Corrosion may be defined as the destructive effect of an environment on a metal or metal alloy. Nearly every metallic corrosion process involves the transfer of electronic charge in aqueous solution, and most corrosion reactions take place in the presence of water in either liquid or condensed vapor phases and also in high humidity. Corrosion is particularly a problem in marine environments experienced in places such as shipboard, aboard off-shore drilling rigs, and in coastal regions, among others, where seawater enhances corrosion reactions due to increased ion transport, pH effects, and elevated dissolved oxygen levels that in turn enhance levels of hydrogen ions. Corrosion reactions are further accelerated in marine environments by contaminants, such as chloride ions, present in seawater. Corrosion damage to equipment stored and used in marine environments is a tremendous problem, impacting maintenance costs, availability, repair, and reliability.
Equipment stored, e.g., onboard a ship or in coastal regions, is often stored in protective storage systems that have proved to be less than optimally effective. At best, such equipment is covered with waterproof tarpaulins, although often, especially for shipboard equipment, it is not covered properly and is directly exposed to a marine environment, which leads to rapid corrosion. Even when equipment is covered by waterproof tarpaulins, seawater still penetrates through and/or around the tarpaulins into the protected spaces where it collects and corrodes the underlying equipment. Also, conventional storage systems can be cumbersome to use and maintain, and are therefore often avoided. As a result, corrosion continues to be a significant and costly problem, requiring many hours of rust removal, painting, and repair that often lead to premature equipment replacement.

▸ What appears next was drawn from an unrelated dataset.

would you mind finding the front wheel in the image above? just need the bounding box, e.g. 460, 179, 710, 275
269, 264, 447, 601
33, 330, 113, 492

FIG. 1 shows a conventional waterproof cover 20 used to protect an object, such as metallic object 22 resting on a surface 24, from moisture, such as rain, sea spray, dew and the like. Cover 20 has an outer surface 26, an inner surface 28, and an area 30 defined by a peripheral edge 32. Cover 20 is shown covering object 22 in a typical manner, wherein a microenvironment is generally defined by the space enclosed by the cover. The microenvironment comprises a number of interior regions, such as regions 34, located between cover 20 and object 22.
Generally, conventional covers, such as cover 20, comprise at least one liquid-impermeable layer made of, e.g., a tightly-woven polymer fabric or a non-woven structure, such as a continuous film or other membrane. More complex conventional covers may include one or more additional layers that provide them with additional features, such as highly durable outer surfaces to withstand harsh environments and non-abrasive inner-surfaces to minimize mechanical damage to the object covered. Other conventional covers are made of vapor-permeable, porous materials, such as expanded polytetrafluoroethylene or the like.
The air in interior regions 34 generally never has a moisture content less than the moisture content of the ambient environment. If the moisture content of the ambient environment rises, the moisture content of regions 34 also rises due to the inflow of moisture (illustrated by arrow 36) through gaps between cover 20 and surface 24 at peripheral edges 32 of the cover. Eventually, the moisture content of the ambient environment 38 and regions 34 equalize. Once the additional moisture is in the microenvironment, it can become trapped, as illustrated by arrows 40. Moisture levels can quickly become elevated, and the air saturated. In such a case, condensation could occur on the object 22. Because the moisture content of interior regions 34 never falls below that of ambient environment 38, conventional covers are not very effective in high moisture environments, such as marine and high-humidity environments. Moreover, once moisture enters the microenvironment, it can take a long time to dissipate, if at all.